Jorie Goins, Tribune News Service on

Published in Business News

Corporate generosity took center stage in May when Robert F. Smith, the founder, chairman and CEO of Vista Equity, announced his plan to pay off student loans for Morehouse College's entire 2019 graduating class.

At the same time, MacKenzie Bezos, the ex-wife of Amazon founder and CEO Jeff Bezos, signed the Giving Pledge, agreeing to earmark half of her wealth for charitable donations.

As wealthy Americans like Smith and Bezos make public displays of generosity, employees of large and small companies may wish for their jobs to follow suit. This is especially true for millennial and Gen Z workers.

Millennials are the largest generation in the workforce, and many have a vested interest in the social responsibility of companies they patronize or work for.
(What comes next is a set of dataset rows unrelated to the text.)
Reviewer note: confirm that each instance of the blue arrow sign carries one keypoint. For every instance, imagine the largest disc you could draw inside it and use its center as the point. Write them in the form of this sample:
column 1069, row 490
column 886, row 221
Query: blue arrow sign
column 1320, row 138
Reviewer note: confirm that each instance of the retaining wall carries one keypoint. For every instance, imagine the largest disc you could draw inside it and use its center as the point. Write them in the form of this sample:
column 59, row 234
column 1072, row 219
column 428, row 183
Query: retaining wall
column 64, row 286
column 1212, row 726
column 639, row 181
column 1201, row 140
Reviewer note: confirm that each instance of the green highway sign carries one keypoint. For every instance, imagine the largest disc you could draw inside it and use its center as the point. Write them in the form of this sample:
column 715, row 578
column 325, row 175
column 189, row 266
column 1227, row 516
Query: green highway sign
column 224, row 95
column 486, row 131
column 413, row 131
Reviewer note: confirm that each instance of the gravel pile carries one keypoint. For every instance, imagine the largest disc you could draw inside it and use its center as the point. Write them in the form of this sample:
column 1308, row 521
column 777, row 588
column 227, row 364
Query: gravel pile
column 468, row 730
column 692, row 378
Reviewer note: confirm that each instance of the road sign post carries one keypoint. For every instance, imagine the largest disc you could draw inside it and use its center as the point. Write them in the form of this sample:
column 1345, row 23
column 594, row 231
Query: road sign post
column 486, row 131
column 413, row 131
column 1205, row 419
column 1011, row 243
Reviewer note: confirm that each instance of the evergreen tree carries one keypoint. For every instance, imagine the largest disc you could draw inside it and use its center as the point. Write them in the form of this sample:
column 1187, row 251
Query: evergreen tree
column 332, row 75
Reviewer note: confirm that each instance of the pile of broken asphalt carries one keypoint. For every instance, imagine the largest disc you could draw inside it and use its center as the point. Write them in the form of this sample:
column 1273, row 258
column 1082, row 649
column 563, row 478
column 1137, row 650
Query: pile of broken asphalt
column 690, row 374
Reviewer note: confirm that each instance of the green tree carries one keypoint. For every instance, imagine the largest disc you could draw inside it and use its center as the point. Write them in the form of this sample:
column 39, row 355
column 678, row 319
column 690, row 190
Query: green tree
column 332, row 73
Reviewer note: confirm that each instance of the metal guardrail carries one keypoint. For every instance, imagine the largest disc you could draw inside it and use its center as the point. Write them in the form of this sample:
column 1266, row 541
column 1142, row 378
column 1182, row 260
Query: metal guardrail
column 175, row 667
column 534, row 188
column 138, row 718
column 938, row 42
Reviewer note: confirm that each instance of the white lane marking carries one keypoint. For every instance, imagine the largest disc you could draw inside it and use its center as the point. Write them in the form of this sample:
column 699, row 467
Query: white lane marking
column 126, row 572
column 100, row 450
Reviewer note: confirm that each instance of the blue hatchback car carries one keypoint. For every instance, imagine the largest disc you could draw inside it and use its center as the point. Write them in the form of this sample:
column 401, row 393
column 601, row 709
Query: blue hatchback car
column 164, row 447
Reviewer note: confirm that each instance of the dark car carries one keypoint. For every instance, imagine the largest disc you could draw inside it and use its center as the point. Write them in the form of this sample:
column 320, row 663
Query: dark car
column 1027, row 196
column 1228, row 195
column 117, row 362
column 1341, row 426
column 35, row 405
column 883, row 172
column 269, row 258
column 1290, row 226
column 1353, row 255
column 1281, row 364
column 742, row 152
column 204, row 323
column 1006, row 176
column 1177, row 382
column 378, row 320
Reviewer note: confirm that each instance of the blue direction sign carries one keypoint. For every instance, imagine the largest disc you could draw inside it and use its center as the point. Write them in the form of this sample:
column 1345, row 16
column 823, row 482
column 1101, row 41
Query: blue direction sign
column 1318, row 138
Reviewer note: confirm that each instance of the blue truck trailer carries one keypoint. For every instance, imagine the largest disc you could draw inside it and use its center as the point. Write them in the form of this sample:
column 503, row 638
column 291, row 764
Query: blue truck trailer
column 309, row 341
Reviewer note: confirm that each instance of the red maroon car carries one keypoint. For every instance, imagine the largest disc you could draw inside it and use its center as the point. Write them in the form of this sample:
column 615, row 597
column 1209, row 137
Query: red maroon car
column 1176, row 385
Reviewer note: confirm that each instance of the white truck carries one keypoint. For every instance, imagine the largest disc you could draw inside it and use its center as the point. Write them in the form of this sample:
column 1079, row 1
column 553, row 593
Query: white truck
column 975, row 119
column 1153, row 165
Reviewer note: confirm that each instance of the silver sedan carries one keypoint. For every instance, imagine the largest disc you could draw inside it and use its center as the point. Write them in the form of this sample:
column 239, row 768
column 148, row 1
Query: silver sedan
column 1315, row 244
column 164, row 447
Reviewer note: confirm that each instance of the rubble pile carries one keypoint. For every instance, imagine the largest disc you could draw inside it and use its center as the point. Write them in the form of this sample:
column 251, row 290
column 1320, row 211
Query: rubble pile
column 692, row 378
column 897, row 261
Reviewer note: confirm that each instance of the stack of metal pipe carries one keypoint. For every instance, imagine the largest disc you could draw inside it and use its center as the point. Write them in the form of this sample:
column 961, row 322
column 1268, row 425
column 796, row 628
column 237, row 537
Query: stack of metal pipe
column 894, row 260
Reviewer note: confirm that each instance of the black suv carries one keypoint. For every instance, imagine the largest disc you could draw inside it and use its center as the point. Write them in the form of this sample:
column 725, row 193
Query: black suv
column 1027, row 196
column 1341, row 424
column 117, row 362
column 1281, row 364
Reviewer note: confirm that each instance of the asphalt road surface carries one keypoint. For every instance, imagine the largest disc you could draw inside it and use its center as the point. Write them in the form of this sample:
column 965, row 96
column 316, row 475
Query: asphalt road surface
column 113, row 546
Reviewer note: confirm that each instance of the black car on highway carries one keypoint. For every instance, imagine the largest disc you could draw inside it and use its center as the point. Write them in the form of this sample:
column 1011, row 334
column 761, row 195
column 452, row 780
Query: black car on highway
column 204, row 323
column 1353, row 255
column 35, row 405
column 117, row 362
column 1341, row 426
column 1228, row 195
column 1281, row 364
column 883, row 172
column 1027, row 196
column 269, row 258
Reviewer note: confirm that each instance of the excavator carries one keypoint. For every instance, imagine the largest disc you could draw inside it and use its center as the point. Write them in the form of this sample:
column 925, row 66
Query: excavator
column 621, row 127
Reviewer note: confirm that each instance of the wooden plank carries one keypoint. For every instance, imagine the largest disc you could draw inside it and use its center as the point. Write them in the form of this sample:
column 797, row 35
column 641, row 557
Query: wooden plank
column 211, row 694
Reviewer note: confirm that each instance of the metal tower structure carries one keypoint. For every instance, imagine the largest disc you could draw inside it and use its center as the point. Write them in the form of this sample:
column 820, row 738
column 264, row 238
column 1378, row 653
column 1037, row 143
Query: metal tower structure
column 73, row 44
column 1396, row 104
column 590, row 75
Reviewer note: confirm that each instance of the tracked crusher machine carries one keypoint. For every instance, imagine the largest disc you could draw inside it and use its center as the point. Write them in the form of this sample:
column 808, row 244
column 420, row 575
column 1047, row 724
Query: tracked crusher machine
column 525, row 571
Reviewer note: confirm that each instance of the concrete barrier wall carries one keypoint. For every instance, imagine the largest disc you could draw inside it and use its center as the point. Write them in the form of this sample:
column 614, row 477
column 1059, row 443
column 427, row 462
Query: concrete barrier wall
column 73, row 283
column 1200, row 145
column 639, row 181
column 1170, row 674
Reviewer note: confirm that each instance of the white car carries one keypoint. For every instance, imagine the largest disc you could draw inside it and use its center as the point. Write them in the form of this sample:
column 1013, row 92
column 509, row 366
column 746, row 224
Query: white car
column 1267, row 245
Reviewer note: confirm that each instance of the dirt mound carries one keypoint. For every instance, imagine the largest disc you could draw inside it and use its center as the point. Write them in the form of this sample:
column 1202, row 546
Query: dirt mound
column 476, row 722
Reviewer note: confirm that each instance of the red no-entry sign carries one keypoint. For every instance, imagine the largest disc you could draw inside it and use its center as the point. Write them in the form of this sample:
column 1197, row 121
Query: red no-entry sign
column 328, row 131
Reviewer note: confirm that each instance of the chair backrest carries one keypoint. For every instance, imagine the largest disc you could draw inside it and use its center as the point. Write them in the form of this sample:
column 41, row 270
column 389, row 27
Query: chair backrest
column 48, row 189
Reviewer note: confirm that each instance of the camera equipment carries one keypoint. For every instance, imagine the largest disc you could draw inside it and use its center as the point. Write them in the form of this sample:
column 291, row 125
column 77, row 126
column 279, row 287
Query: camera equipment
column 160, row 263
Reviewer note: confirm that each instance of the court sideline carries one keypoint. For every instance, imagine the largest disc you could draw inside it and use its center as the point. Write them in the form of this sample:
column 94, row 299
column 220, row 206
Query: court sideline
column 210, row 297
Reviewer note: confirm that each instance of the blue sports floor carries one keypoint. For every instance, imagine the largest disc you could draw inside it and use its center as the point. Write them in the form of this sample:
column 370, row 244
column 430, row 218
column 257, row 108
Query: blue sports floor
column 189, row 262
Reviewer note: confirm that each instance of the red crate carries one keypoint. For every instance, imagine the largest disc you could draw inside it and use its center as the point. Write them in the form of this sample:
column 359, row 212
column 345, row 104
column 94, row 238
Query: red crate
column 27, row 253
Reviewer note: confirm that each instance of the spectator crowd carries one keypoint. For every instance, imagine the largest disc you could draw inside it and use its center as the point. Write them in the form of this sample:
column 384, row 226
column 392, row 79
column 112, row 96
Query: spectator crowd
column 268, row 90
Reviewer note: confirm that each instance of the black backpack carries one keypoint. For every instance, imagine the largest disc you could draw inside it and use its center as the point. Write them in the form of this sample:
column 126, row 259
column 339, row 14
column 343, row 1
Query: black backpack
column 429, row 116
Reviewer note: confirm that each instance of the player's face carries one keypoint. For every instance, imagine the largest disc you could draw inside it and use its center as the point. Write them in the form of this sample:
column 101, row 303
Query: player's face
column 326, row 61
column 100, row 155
Their Gen Z counterparts are entering the workplace with a similar, if not higher, desire for corporate social responsibility.

According to a 2016 study by Cone Communications, 75% of millennials said they would take a pay cut to work for a responsible company. Cone's 2017 Gen Z CSR Study also noted that 87% of millennials and 94% of Gen Zers say companies should address social and environmental issues.

Unfortunately, according to author and multigenerational workplace expert Lindsey Pollak, employers often perceive this zeal as a negative trait.

 

"I often laugh when leaders complain about how their 'entitled' millennials come into their jobs on day one and want to make a difference," she wrote in her book, "The Remix: How to Lead and Succeed in the Multigenerational Workplace."

In an interview, Pollak credited the rise of social media and digital content with making younger workers aware of global crises faster than their older counterparts.

"Members of all generations are purpose-driven and want to find meaning in their lives and in their work," Pollak said. "I think what's different today is because of the technology tools that we have, millennials and Gen Zs have a real sense of empowerment that they can make a difference by sending a tweet or making a video."

Other experts on philanthropy and multigenerational workplaces say companies need to lean into this sense of empowerment if they want to hire top-tier young talent.